While it might be true that the blue team overperforms the yellow team, you can’t be sure. The metric used in the example leaves a lot of possibilities (and some questionable behavior) open. Here are some examples:

  1. The blue team is better at overselling the complexity of the deliverables, lowering the actual output they’ll commit to. The yellow team might be better at sales but not necessarily at delivery.
  2. The blue team decides to overlook quality (testing, covering edge cases, cleaning technical debt, etc.), optimizing for shipping as many features as possible but endangering the product long-term.
  3. The blue team marks some product requirements as not feasible during the discovery/refinement sessions to avoid dealing with potentially uncertain work (albeit possibly yielding high rewards for the company)
  4. The yellow team could’ve possibly delivered multiples of what the yellow team achieved, always trying to push themselves more each sprint. They optimized for value and set ambitious goals to advance the product further.

My examples describe the blue team as toxic, and this might be extreme, but it illustrates the point pretty well. Anecdotally, working in several toxic environments in the past, I witnessed this behavior first-hand.

Even though it’s rarely the intention of the person responsible, some metrics they introduce to their teams can be EVIL! This is how I define an evil metric.

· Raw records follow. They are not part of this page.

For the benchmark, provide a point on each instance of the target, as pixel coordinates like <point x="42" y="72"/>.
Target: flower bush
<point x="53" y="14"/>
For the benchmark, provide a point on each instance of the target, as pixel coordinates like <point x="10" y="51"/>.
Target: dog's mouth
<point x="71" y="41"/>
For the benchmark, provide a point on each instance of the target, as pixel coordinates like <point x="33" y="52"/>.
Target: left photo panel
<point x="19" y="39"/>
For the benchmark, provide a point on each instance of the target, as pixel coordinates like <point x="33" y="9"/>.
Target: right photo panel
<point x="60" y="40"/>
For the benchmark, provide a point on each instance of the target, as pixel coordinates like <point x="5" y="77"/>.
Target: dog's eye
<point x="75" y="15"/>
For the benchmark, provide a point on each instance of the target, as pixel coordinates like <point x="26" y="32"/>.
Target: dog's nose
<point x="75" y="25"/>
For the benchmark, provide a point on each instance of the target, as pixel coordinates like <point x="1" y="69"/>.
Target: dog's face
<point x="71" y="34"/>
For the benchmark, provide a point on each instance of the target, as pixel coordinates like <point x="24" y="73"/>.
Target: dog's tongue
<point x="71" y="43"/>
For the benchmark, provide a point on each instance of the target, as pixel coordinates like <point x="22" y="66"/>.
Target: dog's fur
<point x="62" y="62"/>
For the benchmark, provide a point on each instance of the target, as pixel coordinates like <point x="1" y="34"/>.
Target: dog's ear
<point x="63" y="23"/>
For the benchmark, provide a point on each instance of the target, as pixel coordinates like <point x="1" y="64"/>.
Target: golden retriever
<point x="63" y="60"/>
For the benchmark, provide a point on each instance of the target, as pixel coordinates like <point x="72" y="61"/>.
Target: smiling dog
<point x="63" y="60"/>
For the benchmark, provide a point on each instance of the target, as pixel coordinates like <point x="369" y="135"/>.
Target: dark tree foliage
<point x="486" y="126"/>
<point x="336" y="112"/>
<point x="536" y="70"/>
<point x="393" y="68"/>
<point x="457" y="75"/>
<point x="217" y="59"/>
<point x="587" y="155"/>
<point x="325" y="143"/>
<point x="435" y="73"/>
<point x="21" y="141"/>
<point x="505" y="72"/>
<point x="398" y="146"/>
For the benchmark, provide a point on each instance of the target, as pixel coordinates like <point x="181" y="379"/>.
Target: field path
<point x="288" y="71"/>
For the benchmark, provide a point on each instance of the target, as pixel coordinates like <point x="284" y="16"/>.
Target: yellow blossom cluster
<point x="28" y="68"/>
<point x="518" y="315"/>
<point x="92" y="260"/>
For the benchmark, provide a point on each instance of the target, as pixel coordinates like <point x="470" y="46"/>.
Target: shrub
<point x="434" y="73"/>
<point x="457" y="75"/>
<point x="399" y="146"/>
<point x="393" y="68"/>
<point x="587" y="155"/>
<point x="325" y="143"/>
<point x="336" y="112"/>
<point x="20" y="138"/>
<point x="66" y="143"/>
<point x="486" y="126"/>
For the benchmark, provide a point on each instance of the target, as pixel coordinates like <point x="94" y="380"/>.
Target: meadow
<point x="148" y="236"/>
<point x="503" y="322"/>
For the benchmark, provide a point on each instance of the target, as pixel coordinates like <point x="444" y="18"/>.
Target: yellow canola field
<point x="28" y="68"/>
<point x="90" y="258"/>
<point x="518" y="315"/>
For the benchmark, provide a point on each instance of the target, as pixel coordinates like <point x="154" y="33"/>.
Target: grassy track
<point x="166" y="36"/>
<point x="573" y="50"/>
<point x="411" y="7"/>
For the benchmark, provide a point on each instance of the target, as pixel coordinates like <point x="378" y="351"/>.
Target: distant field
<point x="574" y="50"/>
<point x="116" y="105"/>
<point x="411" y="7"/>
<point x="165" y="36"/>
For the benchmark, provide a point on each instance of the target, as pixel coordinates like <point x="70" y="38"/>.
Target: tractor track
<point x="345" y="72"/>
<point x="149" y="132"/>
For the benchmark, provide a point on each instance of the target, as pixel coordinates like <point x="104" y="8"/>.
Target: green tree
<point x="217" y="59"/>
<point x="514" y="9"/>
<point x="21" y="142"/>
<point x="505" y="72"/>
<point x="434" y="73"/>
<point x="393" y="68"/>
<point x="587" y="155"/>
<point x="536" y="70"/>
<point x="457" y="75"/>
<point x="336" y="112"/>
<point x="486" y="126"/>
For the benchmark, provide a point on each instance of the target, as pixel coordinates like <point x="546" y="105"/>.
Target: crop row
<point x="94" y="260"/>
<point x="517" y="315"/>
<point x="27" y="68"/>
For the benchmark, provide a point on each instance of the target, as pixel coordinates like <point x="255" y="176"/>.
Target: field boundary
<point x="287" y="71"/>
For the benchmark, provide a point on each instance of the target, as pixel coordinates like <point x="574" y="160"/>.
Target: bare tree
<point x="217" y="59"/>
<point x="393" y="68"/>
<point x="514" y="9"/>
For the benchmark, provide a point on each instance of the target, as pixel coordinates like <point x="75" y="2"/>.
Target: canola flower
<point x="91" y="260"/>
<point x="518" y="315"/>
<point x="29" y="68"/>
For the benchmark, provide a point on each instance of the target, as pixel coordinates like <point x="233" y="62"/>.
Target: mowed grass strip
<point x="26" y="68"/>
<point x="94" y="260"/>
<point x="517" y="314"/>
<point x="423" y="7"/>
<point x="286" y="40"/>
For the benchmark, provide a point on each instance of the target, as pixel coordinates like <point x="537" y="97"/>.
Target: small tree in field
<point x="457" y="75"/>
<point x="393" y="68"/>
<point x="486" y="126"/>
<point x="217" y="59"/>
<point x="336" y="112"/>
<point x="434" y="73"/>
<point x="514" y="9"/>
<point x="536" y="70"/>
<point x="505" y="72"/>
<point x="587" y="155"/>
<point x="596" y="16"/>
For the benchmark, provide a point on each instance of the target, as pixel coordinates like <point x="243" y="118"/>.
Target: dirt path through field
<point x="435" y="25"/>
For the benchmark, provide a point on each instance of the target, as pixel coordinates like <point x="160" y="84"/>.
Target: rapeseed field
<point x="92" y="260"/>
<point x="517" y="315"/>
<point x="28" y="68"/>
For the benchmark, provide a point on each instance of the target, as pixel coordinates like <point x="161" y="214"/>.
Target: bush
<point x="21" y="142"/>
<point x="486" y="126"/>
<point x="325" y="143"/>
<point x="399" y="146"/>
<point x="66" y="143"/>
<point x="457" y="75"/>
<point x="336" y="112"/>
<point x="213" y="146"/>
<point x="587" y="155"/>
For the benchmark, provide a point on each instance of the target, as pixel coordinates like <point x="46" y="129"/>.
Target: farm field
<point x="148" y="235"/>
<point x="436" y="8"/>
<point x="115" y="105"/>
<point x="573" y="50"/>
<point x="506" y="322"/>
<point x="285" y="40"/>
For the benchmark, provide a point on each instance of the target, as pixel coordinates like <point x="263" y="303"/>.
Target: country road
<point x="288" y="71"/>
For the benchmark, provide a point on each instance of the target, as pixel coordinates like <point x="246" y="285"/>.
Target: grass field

An “EVIL METRIC” is a performance metric that, due to its design or the context in which it is applied, can lead to behaviors contrary to the best interests of the team, product, or company.

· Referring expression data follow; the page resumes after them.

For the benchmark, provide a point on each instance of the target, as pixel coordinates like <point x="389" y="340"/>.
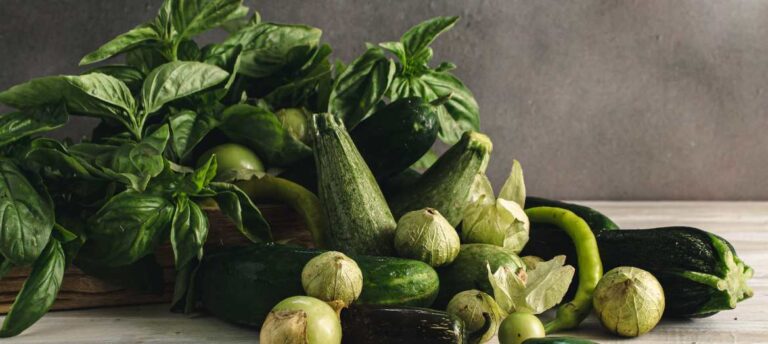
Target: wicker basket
<point x="79" y="290"/>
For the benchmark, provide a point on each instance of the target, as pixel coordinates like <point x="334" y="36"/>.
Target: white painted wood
<point x="744" y="224"/>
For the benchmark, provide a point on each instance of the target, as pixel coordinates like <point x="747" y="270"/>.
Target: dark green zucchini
<point x="242" y="284"/>
<point x="558" y="340"/>
<point x="359" y="218"/>
<point x="445" y="186"/>
<point x="396" y="136"/>
<point x="390" y="141"/>
<point x="469" y="271"/>
<point x="699" y="271"/>
<point x="386" y="325"/>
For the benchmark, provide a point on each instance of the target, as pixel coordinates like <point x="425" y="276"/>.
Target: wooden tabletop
<point x="744" y="224"/>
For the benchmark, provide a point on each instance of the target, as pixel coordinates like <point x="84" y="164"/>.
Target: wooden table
<point x="744" y="224"/>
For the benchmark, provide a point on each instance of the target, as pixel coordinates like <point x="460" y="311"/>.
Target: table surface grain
<point x="744" y="224"/>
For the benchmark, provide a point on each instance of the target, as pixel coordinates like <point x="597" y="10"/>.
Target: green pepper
<point x="303" y="201"/>
<point x="571" y="314"/>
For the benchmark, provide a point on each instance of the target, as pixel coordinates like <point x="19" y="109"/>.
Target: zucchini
<point x="359" y="218"/>
<point x="396" y="136"/>
<point x="384" y="325"/>
<point x="445" y="186"/>
<point x="699" y="271"/>
<point x="242" y="284"/>
<point x="469" y="271"/>
<point x="558" y="340"/>
<point x="390" y="140"/>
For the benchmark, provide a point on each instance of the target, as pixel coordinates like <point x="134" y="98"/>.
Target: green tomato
<point x="234" y="162"/>
<point x="301" y="319"/>
<point x="518" y="327"/>
<point x="294" y="120"/>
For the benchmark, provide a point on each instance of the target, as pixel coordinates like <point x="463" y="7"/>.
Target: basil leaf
<point x="145" y="58"/>
<point x="419" y="37"/>
<point x="362" y="84"/>
<point x="261" y="130"/>
<point x="131" y="76"/>
<point x="26" y="215"/>
<point x="236" y="205"/>
<point x="17" y="125"/>
<point x="136" y="164"/>
<point x="93" y="94"/>
<point x="38" y="292"/>
<point x="192" y="17"/>
<point x="188" y="128"/>
<point x="176" y="80"/>
<point x="128" y="227"/>
<point x="188" y="232"/>
<point x="458" y="114"/>
<point x="122" y="43"/>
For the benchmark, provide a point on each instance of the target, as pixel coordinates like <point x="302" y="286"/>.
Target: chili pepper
<point x="571" y="314"/>
<point x="303" y="201"/>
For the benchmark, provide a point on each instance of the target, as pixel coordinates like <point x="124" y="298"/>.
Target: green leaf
<point x="188" y="128"/>
<point x="26" y="215"/>
<point x="122" y="43"/>
<point x="193" y="17"/>
<point x="419" y="37"/>
<point x="514" y="187"/>
<point x="93" y="94"/>
<point x="145" y="58"/>
<point x="261" y="130"/>
<point x="38" y="292"/>
<point x="17" y="125"/>
<point x="362" y="84"/>
<point x="534" y="291"/>
<point x="175" y="80"/>
<point x="189" y="231"/>
<point x="128" y="227"/>
<point x="201" y="177"/>
<point x="458" y="114"/>
<point x="234" y="203"/>
<point x="131" y="76"/>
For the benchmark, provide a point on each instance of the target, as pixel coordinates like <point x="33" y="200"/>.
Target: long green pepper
<point x="571" y="314"/>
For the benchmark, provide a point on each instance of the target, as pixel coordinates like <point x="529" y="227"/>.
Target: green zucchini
<point x="445" y="186"/>
<point x="595" y="219"/>
<point x="699" y="271"/>
<point x="558" y="340"/>
<point x="242" y="284"/>
<point x="407" y="325"/>
<point x="390" y="140"/>
<point x="359" y="218"/>
<point x="396" y="136"/>
<point x="469" y="271"/>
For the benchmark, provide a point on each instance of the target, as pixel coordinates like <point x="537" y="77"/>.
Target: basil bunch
<point x="105" y="203"/>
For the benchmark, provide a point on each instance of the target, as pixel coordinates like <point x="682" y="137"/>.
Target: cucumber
<point x="558" y="340"/>
<point x="359" y="218"/>
<point x="390" y="140"/>
<point x="396" y="136"/>
<point x="699" y="271"/>
<point x="469" y="271"/>
<point x="407" y="325"/>
<point x="445" y="186"/>
<point x="242" y="284"/>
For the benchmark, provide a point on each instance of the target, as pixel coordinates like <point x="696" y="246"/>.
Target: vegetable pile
<point x="266" y="116"/>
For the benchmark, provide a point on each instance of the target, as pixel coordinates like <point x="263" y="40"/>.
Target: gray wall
<point x="597" y="99"/>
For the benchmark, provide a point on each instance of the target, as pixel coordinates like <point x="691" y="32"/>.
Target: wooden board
<point x="744" y="224"/>
<point x="79" y="290"/>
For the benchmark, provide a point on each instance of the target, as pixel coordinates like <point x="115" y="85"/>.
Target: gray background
<point x="597" y="99"/>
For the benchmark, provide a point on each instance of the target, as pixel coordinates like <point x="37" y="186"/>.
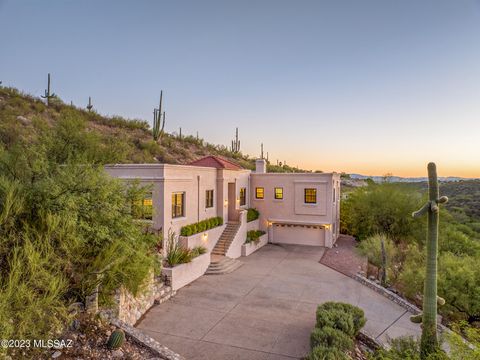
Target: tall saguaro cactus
<point x="236" y="143"/>
<point x="47" y="94"/>
<point x="89" y="106"/>
<point x="429" y="340"/>
<point x="158" y="120"/>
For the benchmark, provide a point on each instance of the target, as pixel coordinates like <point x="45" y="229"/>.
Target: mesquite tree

It promotes short-term gains at the expense of long-term success, quality, and team morale. It can lead to toxic behaviors such as gaming the system, overselling, underdelivering, neglecting quality, and avoiding challenging but potentially rewarding work.

How to avoid implementing evil metrics?

Here are some questions you can ask yourself when you’re thinking about the metrics you want to use to assess the performance of your team(s):

  • What behaviors will this metric incentivize? Are there any negative behaviors it might inadvertently promote?
  • Does this metric favor quantity over quality, or does it balance both?
  • Is the metric understandable, and can team members see how their actions directly influence it?
  • How easy is it to game or manipulate this metric? What safeguards are in place to prevent this?
  • Does the metric fairly evaluate all team members, considering the diversity of roles and tasks?
  • How will this metric be used in conjunction with rewards and recognition? Will it encourage teamwork and collaboration or foster unhealthy competition?

Final thoughts

Ensure the metrics you use promote fair play and are not prone to manipulation. Discuss the metrics with the team and gather feedback. You should never use metrics that are not transparent to those who will be evaluated based on them.

Reporting on progress and communicating with stakeholders don’t have to overlap with evaluating your team’s productivity. There is a balance, but it requires a lot of work to establish. All the good things do! Happy metric setting, and don’t be evil!